For Grupo SURA, the control structure is considered fundamental within the framework of Good Corporate Governance. It includes aspects related to the Internal Control System and Risk Management Process. Its purpose is to ensure a coherent governance structure, as well as internal policies and guidelines that align with the achievement of our strategic objectives and reflect our organizational culture.

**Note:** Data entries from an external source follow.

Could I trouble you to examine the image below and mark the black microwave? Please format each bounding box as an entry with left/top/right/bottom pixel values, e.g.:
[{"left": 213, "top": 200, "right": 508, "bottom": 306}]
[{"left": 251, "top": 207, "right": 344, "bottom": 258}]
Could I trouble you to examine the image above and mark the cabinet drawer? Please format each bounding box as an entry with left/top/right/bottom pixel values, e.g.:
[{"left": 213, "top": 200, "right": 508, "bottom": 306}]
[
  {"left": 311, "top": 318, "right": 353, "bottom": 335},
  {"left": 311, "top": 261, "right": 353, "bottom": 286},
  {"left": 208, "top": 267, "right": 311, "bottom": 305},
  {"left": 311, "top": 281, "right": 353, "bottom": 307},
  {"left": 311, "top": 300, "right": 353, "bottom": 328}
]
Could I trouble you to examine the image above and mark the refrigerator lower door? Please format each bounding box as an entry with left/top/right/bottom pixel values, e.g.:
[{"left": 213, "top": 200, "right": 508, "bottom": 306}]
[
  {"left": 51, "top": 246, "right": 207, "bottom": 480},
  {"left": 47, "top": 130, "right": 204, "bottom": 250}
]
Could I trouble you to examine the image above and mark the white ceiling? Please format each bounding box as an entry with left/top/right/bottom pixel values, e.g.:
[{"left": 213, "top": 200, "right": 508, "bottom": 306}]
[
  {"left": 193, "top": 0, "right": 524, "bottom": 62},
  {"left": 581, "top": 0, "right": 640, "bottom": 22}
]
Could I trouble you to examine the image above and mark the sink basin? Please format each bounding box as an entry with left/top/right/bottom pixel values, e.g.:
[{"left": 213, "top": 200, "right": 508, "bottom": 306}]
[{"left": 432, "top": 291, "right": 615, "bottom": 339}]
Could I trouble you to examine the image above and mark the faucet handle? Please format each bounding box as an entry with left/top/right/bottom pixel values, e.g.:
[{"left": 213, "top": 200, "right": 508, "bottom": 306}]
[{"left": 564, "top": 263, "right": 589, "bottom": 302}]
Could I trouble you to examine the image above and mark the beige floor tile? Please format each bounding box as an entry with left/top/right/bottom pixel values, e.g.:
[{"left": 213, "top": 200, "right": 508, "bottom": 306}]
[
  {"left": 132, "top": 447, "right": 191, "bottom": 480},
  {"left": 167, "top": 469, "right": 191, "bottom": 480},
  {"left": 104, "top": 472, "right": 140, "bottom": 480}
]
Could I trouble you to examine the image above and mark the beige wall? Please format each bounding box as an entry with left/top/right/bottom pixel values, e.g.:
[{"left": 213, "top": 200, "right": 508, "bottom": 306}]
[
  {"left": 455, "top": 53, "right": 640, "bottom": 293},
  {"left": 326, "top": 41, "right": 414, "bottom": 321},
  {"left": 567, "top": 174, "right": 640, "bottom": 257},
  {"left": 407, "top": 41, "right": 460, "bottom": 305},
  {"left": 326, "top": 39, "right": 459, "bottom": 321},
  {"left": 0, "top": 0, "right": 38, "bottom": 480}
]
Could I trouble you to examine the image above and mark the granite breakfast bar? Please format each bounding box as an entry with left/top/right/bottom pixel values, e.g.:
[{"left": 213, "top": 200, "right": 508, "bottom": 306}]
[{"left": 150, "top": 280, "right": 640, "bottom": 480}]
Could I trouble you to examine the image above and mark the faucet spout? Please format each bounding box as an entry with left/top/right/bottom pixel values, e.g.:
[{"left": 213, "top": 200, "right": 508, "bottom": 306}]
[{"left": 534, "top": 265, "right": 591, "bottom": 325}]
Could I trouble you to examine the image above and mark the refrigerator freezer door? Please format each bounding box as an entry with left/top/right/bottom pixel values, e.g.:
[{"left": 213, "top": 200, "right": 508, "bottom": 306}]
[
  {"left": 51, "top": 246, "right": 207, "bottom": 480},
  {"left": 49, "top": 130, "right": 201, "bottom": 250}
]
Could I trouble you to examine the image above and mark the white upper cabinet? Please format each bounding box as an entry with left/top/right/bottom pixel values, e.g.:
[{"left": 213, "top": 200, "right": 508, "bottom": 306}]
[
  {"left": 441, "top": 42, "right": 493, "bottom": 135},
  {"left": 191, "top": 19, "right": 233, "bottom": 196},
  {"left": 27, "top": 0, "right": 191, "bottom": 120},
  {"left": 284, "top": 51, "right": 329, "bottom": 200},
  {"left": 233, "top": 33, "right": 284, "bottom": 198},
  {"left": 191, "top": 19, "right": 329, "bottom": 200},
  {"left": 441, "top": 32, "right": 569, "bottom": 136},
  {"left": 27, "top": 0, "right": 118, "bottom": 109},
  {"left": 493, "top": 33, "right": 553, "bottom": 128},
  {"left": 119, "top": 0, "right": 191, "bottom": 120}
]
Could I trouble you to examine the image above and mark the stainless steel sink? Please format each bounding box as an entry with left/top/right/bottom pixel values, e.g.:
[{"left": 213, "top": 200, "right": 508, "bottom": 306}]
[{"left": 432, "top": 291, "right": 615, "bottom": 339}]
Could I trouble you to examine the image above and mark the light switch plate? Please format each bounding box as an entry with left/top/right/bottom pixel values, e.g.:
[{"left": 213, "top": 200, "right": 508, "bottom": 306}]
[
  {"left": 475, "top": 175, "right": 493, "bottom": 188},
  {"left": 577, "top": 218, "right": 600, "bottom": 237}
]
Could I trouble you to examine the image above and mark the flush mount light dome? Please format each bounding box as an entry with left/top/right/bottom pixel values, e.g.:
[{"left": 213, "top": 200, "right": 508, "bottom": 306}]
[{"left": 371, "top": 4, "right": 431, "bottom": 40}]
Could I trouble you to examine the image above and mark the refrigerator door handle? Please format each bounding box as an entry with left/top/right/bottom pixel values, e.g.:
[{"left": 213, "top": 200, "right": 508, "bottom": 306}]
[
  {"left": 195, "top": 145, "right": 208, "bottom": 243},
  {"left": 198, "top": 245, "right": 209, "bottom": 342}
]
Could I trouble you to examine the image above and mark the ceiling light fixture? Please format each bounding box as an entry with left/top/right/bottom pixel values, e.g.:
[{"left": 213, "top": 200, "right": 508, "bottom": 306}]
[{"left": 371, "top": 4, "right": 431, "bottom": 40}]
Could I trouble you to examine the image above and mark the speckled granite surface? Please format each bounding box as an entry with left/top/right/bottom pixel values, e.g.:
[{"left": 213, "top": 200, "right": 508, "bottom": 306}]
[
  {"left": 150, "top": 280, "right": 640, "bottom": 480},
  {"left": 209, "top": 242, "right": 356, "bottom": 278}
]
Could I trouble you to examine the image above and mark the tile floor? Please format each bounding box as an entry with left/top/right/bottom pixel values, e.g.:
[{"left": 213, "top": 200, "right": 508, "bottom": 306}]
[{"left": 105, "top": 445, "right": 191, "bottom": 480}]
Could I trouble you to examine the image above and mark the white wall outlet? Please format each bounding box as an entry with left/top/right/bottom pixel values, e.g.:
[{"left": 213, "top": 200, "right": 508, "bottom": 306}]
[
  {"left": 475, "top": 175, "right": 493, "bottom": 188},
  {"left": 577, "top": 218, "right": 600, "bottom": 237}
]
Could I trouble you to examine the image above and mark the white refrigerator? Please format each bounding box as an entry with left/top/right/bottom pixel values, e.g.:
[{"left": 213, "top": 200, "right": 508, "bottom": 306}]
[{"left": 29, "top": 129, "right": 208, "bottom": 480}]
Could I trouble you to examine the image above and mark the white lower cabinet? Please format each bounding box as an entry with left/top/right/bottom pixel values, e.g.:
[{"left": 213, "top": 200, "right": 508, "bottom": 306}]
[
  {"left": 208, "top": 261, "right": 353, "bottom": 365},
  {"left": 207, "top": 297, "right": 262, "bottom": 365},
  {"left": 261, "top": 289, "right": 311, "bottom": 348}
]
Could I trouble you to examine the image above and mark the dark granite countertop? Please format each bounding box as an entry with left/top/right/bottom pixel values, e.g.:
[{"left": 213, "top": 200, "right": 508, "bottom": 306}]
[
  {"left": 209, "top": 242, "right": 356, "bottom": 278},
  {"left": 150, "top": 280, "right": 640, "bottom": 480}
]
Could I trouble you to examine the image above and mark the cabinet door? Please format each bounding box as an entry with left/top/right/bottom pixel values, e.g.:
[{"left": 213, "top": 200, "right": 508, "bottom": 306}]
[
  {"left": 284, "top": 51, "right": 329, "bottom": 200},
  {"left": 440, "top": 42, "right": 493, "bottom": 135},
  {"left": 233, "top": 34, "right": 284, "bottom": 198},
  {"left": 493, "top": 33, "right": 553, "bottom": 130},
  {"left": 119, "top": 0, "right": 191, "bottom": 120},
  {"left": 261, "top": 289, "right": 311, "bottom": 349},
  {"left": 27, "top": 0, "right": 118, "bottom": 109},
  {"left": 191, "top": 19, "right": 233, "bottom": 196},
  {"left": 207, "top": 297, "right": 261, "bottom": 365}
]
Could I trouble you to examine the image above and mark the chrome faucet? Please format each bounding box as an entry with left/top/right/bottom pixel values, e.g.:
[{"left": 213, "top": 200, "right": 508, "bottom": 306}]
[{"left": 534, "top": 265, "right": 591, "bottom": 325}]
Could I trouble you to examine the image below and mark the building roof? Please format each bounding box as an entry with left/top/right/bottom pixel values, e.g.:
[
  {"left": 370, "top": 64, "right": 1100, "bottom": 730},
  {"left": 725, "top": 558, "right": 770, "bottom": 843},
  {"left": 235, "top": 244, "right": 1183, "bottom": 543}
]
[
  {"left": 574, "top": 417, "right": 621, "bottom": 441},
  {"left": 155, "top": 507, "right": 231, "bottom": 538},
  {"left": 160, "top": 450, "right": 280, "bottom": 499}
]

Internal Control Structure
For Grupo SURA, the Internal Control System (ICS) is conceived as the set of governance, risk management, and control activities that, when executed systematically and coherently, provide the Company with reasonable assurance in its interactions with stakeholders, as well as in the legitimate and transparent fulfillment of its objectives. Therefore, the ICS is structured in line with the international reference framework COSO9, which is considered a benchmark by local and international regulators such as the Financial Superintendence of Colombia (SFC) and the U.S. Securities and Exchange Commission. To ensure its proper functioning, the ICS must be constantly monitored by the three lines of defense: its first line integrated by business areas; its second line integrated by Risk Management, IT Security, and Compliance areas, and the third line by Internal Audit.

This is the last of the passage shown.